I'm beginning to think that paywalls are the new piracy, fostering debates in which all sides hold strong opinions backed by precious little data. I don't blame folks for having precious little data – it's early yet – but we could probably dial back on the judgement calls.
One recent example: the announced launch of "The Information", a subscription web site that looks to charge its users $399 a year to access content researched, written and curated by a dedicated staff of about five journalists. Depending on where you stand, this idea is bound to succeed, difficult to pull off or bound to fail. These assessments came in the first day of the new venture. Pick the one you like.
The dividing line between unthinking paywall and business-model innovation can be a bit murky. Covering the New York Times' anticipated paywall strategy, Digiday's Josh Sternberg last October wrote that the Wall Street Journal's base subscription ($260 a year) made them paywall "hardliners". At the same time, he praised People magazine for offers that ranged from $112 to $200 a year.
But here's the thing about those hardliners at the Wall Street Journal: they are offering access for about $1 an issue. The People "paywall" charges $2 to $3.80 an issue, depending on the option you pick. Good work if you can get it, but what makes People innovative and the Journal a bunch of hardliners? Maybe there's a psychic price point around $200, but if so, we can always try changing the way that price is expressed.
Admittedly, it's hard to get people to pay for content. At least, it's hard to get people to pay full boat, though the reasons are not always clear. A generation raised on low subscription prices for ad-supported media may well have been taught (by publishers) to devalue content overall.

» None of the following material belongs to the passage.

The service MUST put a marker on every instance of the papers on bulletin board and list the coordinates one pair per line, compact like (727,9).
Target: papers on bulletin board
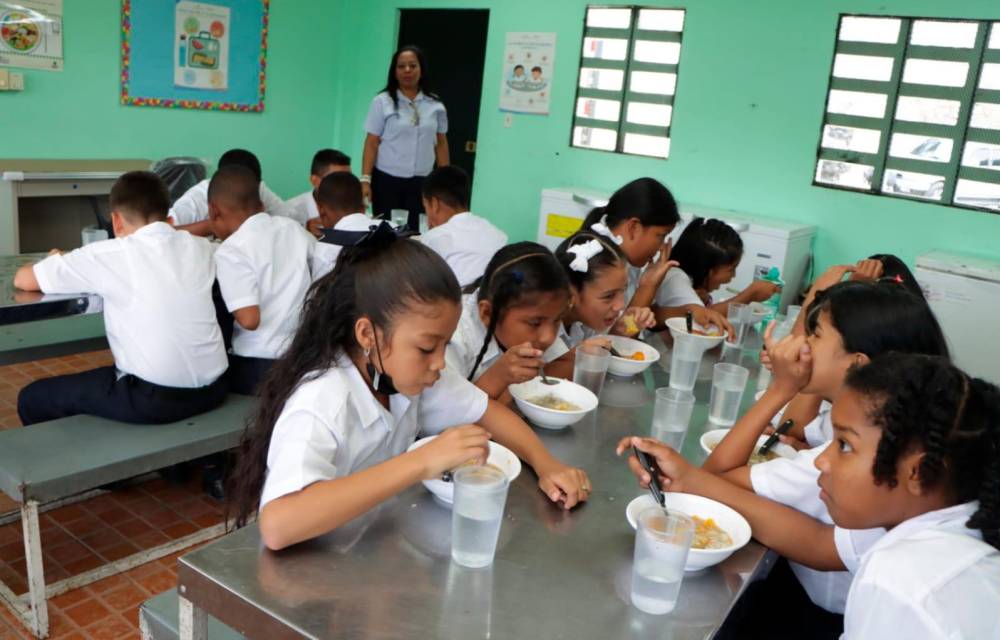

Writing for GigaOm, Mathew Ingram himself bumps into a variation of this challenge in "Why the New York Times needs to think less about products and more about relationships", a post he wrote about evolving paywall strategies at the paper.
The Times is developing "micro-paywalls around specific topic areas or content verticals such as food, real estate and opinion." Ingram supports the move but not the thinking behind it:
This is all well and good, but one thing made me stop short: namely, the fact that the paper refuses to call what it is doing a “membership” program, but insists on talking about it as a “premium product” offering instead. This is a mistake.
Why is it a mistake? Because personal relationships are what drive an increasing amount of media-related consumption and activity now — not products, but people. This trend has been fueled by social media such as Twitter and Facebook, but it wasn’t created by them. It’s an innate human desire, and (as I’ve argued before) the best pay models take advantage of that desire and build paywalls that are based on readers’ relationships with specific writers.
In effect, Ingram is arguing that the Times should "disaggregate supply", unbundling newspaper content and letting readers choose the relationships they want to pay for. The Times, fearful that too much of a good thing is a bad thing, is moving slowly on the idea that it should unbundle itself.
Membership-driven associations face a similar challenge. Historically, the association value proposition comes from a collective funding of the commons. We all contribute something, and we gain access to a core offering. In some cases, the core offering provides benefits – lobbying, as an example – of value to only a subset of membership.
Few associations are comfortable unbundling the membership offer, much as most cable providers are slow to offer a la carte channel access. Ingram is right to point out that dragging your heels on a market demand for disaggregated content leaves your traditional business vulnerable.
While I'm not convinced that the world is moving to "paywalls that are based on readers’ relationships with specific writers", it clearly is happening already at the margin. Where it ends up is a guess.
In his Digiday post, Sternberg wrote that "The paywall is growing up because it has no choice. Publishing is a hustle these days, and those willing to try and fail will end up ahead." I think that's where we need to be these days … experimenting. Dismissing ideas just out of the gate will certainly lead publishers to miss some good opportunities. At this point, we just need to craft the experiments.